The platelet-activating factor acetylhydrolase of mouse platelets

Abstract

Platelet-activating factor (PAF) acetylhydrolases are a family of distinct enzymes with the common property of hydrolyzing and inactivating PAF. It has been shown that the structure and the biochemical behavior of these enzymes depend on their cellular origin.

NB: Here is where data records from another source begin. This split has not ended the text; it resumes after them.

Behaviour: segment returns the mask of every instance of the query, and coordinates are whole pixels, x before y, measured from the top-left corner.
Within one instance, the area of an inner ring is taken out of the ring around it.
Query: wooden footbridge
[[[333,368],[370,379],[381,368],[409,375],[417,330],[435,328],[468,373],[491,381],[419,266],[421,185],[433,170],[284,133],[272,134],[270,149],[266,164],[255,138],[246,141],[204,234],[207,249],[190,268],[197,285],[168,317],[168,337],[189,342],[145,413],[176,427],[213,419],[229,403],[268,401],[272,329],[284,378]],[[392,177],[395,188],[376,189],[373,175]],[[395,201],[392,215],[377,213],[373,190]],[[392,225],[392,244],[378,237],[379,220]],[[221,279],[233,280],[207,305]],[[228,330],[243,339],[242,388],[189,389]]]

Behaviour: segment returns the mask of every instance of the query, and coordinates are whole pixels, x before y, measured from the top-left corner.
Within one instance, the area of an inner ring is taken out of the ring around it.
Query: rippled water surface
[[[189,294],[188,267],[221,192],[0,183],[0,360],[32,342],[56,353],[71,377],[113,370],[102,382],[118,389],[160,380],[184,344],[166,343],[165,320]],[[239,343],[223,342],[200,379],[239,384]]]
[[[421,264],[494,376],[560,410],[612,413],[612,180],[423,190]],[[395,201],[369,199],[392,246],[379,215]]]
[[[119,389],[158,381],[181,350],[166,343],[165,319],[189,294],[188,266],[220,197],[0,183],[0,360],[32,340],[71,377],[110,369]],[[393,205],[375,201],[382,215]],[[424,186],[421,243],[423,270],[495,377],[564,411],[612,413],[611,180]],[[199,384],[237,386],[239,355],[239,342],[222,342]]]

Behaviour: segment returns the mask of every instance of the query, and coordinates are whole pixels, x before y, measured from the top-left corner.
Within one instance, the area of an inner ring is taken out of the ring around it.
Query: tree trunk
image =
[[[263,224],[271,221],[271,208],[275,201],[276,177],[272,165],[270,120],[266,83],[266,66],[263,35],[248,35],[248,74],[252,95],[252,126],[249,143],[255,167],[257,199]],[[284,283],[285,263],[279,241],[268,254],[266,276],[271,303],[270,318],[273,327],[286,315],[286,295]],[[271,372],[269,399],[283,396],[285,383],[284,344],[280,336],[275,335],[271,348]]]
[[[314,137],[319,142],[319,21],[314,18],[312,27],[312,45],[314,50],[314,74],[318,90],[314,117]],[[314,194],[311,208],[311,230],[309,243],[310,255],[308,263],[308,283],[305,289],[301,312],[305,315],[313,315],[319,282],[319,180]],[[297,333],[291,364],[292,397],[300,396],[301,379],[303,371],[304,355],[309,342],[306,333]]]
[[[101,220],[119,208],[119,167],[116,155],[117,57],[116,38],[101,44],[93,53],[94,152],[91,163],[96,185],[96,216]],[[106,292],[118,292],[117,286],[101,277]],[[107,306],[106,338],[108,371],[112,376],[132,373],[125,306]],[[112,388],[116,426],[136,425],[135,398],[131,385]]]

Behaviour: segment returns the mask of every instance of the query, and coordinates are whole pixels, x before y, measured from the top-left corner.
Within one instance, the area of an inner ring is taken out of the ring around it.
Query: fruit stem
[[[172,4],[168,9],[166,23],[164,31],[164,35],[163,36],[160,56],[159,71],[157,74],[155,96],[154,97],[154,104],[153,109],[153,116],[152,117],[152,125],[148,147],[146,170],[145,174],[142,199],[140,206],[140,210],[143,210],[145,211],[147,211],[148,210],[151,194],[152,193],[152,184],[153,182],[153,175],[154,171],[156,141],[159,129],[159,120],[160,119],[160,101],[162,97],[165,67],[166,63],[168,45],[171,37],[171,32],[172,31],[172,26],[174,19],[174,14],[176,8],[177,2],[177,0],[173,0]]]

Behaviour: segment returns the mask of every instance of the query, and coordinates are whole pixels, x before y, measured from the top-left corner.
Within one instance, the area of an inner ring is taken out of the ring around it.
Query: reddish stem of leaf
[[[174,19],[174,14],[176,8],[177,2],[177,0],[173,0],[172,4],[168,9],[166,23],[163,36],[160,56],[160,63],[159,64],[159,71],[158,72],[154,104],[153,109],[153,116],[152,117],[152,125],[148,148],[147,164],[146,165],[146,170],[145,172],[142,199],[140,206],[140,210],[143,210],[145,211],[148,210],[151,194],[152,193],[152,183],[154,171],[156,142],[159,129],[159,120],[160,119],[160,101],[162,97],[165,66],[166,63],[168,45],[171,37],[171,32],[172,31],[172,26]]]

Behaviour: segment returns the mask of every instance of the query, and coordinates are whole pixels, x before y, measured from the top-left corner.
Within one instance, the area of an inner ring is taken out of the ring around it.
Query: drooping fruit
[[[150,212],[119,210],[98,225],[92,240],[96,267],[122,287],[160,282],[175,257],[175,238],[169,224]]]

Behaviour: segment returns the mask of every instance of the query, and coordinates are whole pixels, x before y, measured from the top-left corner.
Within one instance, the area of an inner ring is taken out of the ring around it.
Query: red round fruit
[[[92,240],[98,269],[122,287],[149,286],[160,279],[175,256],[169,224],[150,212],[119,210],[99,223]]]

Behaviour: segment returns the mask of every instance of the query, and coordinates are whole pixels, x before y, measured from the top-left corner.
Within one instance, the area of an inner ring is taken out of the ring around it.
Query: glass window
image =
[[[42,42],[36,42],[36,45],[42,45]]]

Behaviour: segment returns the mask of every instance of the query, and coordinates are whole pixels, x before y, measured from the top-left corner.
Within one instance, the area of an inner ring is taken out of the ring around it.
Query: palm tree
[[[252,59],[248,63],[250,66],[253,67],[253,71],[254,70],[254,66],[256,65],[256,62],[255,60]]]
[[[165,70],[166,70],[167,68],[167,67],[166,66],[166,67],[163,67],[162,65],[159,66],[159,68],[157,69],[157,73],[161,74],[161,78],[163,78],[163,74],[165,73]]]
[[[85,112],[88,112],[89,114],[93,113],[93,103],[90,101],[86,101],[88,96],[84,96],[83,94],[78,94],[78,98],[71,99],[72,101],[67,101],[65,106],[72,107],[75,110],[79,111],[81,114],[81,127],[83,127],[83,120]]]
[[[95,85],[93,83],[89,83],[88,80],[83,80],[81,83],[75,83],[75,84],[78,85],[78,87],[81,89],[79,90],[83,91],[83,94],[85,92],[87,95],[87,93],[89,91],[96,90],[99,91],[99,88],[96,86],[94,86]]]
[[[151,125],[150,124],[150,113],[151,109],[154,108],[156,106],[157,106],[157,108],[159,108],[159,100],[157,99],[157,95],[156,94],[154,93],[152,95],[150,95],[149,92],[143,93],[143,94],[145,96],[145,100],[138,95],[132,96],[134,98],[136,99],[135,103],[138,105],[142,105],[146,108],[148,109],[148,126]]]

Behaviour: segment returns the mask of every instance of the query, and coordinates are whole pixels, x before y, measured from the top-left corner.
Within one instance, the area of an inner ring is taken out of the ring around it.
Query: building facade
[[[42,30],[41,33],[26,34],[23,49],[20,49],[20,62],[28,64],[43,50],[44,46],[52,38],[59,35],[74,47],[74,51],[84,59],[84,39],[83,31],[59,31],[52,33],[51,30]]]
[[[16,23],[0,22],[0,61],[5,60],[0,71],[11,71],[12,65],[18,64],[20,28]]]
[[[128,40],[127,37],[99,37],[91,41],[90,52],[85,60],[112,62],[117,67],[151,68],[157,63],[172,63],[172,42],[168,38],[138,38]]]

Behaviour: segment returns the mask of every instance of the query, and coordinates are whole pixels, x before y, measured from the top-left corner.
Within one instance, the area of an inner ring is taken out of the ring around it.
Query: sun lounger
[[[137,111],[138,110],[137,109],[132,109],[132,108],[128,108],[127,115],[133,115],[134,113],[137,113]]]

We studied the PAF acetylhydrolase activity in mouse platelets in order to investigate the unusual response of these platelets to PAF. We found that mouse platelets contain a PAF acetylhydrolase with an apparent K m value of 0.8 μM, suggesting a very high affinity for PAF. Contrary to other normal mammalian cells and tissues, mouse platelet PAF acetylhydrolase is almost equally distributed in the membranes and the cytosol and is characterized by an extreme sensitivity to heating. The enzyme requires the presence of dithioerythritol for maximal activity, it is affected by 5,5′-dithiobis(2-nitrobenzoic acid) and N-ethylmaleimide, and it is strongly inhibited by phenylmethylsulfonylfluoride. We purified, to near homogeneity, the PAF acetylhydrolase from mouse platelet membranes and demonstrated that it is a protein relatively abundant in the membranes with an apparent molecular weight of 270 kDa. Electrophoretic analysis, under reducing conditions, revealed four bands and one duplet with molecular weights of 66, 55, 52, 49 and 62 kDa, respectively. Thus, PAF hydrolysis in mouse platelets is mediated by a PAF acetylhydrolase having biophysical and biochemical properties more intricate than those of the PAF acetylhydrolases found in other species.